Mit eindringlichen Appellen zum Schutz von Kulturgütern vor Kriegen und Extremismus hat in Bonn die Tagung des Unesco-Welterbekomitees begonnen. Unesco-Generaldirektorin Irina Bokova beklagte am Sonntagabend die Vernichtung von Kulturstätten in Syrien, Irak, Libyen, Jemen und Mali. "Wir sehen die brutale und gezielte Zerstörung von Welterbe in ganz neuem Ausmaß", sagte die Leiterin der UN-Organisation für Bildung, Wissenschaft und Kultur.
Bokova rief mit Blick auf die Terrormiliz "Islamischer Staat" (IS), die in Nahost bereits zahlreiche antike Ruinen und Kunstgegenstände zerstört hat, zum Handeln auf. Die Vernichtung von Stätten, die für die ganze Menschheit bedeutsam seien, sei Teil der aktuellen humanitären und sicherheitspolitischen Krise. Der Schutz von Kulturdenkmälern könne nicht vom Schutz der Menschenrechte abgekoppelt werden. Darüber hinaus warnte die Unesco-Generaldirektorin vor dem Schwarzmarkthandel mit gestohlenen Kulturgütern. Damit werde Extremismus finanziert, erklärte Bokova.
Merkel: Welterbe befördere das Verständnis für andere Religionen und Kulturen
Auch die Vorsitzende des Unesco-Welterbekomitees, Maria Böhmer (CDU), warnte: "Das Erbe der Menschheit wird geplündert und zerstört." Die Staatsministerin im Auswärtigen Amt verwies auf Aleppo, Nimrod, Sanaa und andere Orte im Nahen Osten, die einst "stolze Orte der Kultur" gewesen seien. Heute seien sie jedoch Orte des Schreckens, erklärte Böhmer. "Das Wüten von Terrororganisationen wie IS übersteigt unsere Vorstellungskraft, auch wenn es um Welterbe geht", sagte sie.

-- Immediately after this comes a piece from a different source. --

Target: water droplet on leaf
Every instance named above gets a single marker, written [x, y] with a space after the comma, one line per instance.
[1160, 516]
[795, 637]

Gegen die Zerstörung gelte es, die gemeinsamen Werte der Menschheit zu verteidigen, mahnte Böhmer. Das Welterbe sei eine Basis für den Zusammenhalt von Menschen und stifte Identität. Bundeskanzlerin Angela Merkel (CDU) betonte in einer kurzen Videobotschaft an die Delegierten, dass das Welterbe das Verständnis für andere Religionen und Kulturen befördere.
36 Nominierungen für Welterbeliste
Das Unesco-Welterbekomitee tagt bis zum 8. Juli in Bonn. Das Gremium überwacht den Erhaltungszustand der bislang 1.007 Naturregionen und Kulturstätten auf der Welterbeliste. Außerdem werden neue Stätten für die Liste benannt. Es liegen 36 Nominierungen vor. Für Deutschland sind das Kontorhausviertel und die Speicherstadt in Hamburg sowie der Naumburger Dom samt Umgebung vorgeschlagen. Zudem hat Deutschland gemeinsam mit anderen Staaten mehrere Wikinger-Stätten nominiert.
Vor dem Konferenzgebäude protestierten zum Auftakt der Tagung Umweltschützer gegen die fortschreitende Zerstörung des Great Barrier Reef. Das weltbekannte Korallenriff ist ebenfalls auf der Welterbeliste geführt. Klimatische Veränderungen und Industrieprojekte in Australien gefährden den Umweltschützern zufolge das einzigartige Ökosystem.